I’m one of those people who works really hard to have a clean desk but almost always fails. There are just too many things sitting on it. Paper hearts from Valentine’s Day, eye drops, coupons, 6 notepads, each with something scribbled on it, a bottle of glue, a sheep hand puppet and seam ripper. It’s an odd collection of items. Plus, there is usually a couple of character figurines, animals and cars on top of it all as well. While I can’t help the large items, I did figure out a way to take care of the small items, the notes, the business cards, the photos. Using simple shapes and details, I created polymer clay holders for my itty bitties.
You know I love polymer clay. The longer you read this heart of mine the higher the chance you will try it which you totally should do!! If you can sculpt play doh, you can sculpt polymer clay. It takes more muscle and some fine tuning, but it’s sculpting nonetheless. I intentionally used few tools for these to show it doesn’t take much to make cool things.
I’ve experimented with a few versions of this in the past few months and I landed on simple geometric shapes with simple lines and dots. Obviously, if super detailed and really intricate is your thing, go for it. Invite me over. I like that stuff. But I reigned it in this time. Very simple and they turned out really cool.
-pasta machine, brayer, rolling pin
-texture tools (can be official clay tools or utensils around the house)
-aluminum foil – optional
To begin, the clay must be conditioned from its packaged state. Whether you use a pasta machine, dedicated only to polymer clay, a brayer or rolling pin, the clay must be worked to soften it and make it more pliable. I put together a tutorial about conditioning clay with a pasta machine.
Once the clay is conditioned, the creating is up to you. The possibilities are endless; it can be as detailed or as simple as you want. One option is to use aluminum foil as a space filler around which you can build the card holder. When tightly pressed into a ball, the foil acts as a sturdy base to build on and allows for shorter cure times and less clay. If you do use the foil as a space filler, do make sure to make the base thicker or heavier than the rest so the statue will do it job and stay upright. Without a weighted base, the form could tend to topple over.
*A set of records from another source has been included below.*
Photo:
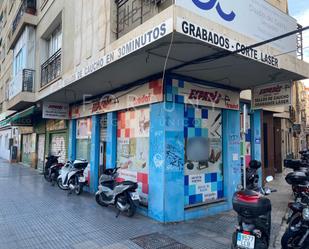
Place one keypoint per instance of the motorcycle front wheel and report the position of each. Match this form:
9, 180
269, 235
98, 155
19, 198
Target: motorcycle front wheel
47, 176
99, 200
60, 185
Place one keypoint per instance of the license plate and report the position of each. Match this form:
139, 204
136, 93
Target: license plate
245, 241
134, 196
82, 179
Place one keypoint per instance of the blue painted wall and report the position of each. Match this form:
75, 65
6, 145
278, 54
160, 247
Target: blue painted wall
231, 153
111, 144
72, 140
166, 161
95, 153
256, 134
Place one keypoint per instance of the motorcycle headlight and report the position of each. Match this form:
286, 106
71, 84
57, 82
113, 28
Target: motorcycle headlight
306, 213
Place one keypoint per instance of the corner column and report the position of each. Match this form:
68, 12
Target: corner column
166, 162
95, 153
231, 153
72, 140
256, 142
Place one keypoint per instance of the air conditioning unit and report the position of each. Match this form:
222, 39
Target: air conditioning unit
156, 2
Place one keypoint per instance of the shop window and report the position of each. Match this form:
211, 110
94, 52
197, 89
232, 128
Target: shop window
203, 155
83, 139
265, 139
133, 148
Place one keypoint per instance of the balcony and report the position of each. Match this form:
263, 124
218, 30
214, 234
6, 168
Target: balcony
51, 69
21, 90
26, 15
132, 13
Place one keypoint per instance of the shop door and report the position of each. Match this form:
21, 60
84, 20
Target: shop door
103, 139
102, 165
203, 173
278, 145
133, 148
26, 149
58, 146
268, 145
41, 152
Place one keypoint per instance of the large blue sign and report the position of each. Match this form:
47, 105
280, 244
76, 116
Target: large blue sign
215, 4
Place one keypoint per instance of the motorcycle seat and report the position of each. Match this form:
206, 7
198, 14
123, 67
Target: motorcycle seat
128, 183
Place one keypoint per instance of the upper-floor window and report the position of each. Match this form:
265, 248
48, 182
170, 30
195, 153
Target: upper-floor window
132, 13
55, 41
18, 62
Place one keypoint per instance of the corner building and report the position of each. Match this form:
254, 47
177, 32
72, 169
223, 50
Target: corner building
148, 86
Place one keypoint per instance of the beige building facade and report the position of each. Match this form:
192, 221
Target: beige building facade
141, 85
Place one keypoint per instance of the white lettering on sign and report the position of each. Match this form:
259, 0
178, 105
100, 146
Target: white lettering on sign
133, 45
53, 110
276, 94
196, 94
221, 41
147, 93
256, 19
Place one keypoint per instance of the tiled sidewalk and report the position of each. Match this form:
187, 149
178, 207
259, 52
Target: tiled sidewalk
35, 215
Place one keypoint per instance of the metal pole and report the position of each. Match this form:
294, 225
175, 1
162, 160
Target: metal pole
245, 112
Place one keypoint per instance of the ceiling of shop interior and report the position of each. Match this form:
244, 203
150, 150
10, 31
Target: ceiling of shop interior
235, 71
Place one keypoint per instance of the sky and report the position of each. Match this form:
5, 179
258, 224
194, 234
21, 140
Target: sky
299, 9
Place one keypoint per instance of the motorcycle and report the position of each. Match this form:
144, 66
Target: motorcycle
296, 235
254, 218
122, 195
72, 176
52, 168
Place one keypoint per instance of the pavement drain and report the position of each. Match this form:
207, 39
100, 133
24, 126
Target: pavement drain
158, 241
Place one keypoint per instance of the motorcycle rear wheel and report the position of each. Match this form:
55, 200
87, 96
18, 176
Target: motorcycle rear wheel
79, 188
290, 240
259, 243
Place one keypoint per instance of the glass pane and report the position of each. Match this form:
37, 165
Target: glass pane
203, 155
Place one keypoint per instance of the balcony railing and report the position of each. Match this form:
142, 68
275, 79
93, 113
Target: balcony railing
131, 13
27, 6
51, 69
22, 82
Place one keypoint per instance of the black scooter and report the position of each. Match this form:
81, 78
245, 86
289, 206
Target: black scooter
254, 213
52, 168
122, 195
296, 235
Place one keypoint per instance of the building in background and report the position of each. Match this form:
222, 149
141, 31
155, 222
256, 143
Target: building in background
148, 86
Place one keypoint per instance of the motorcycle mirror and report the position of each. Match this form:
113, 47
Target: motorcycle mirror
267, 191
269, 178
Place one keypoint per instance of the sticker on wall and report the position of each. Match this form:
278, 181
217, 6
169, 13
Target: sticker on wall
203, 155
133, 148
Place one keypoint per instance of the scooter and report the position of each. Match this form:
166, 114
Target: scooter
123, 195
52, 168
72, 176
254, 218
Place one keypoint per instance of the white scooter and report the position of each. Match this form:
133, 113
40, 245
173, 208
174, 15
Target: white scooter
72, 176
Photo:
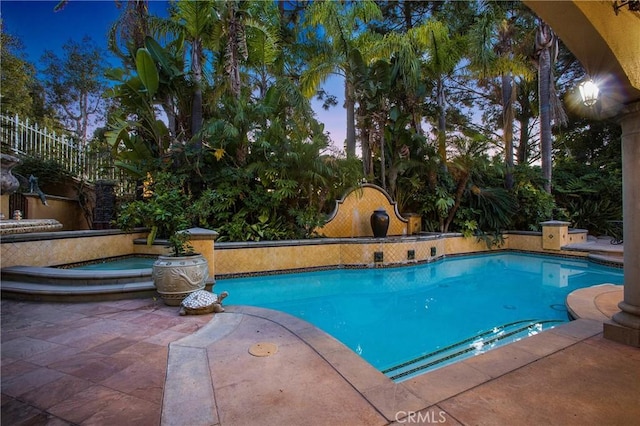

You can also make the card holder out of solid clay. It will require a longer curing time and uses a lot of clay but it works. To lessen the time, you can carve out the center of it like I show below.
You can add texture, simple or intricate before curing.
Also before curing, cut notches for the items to sit.
Bake the completed form according to the manufacturer’s directions. Allow to cool completely.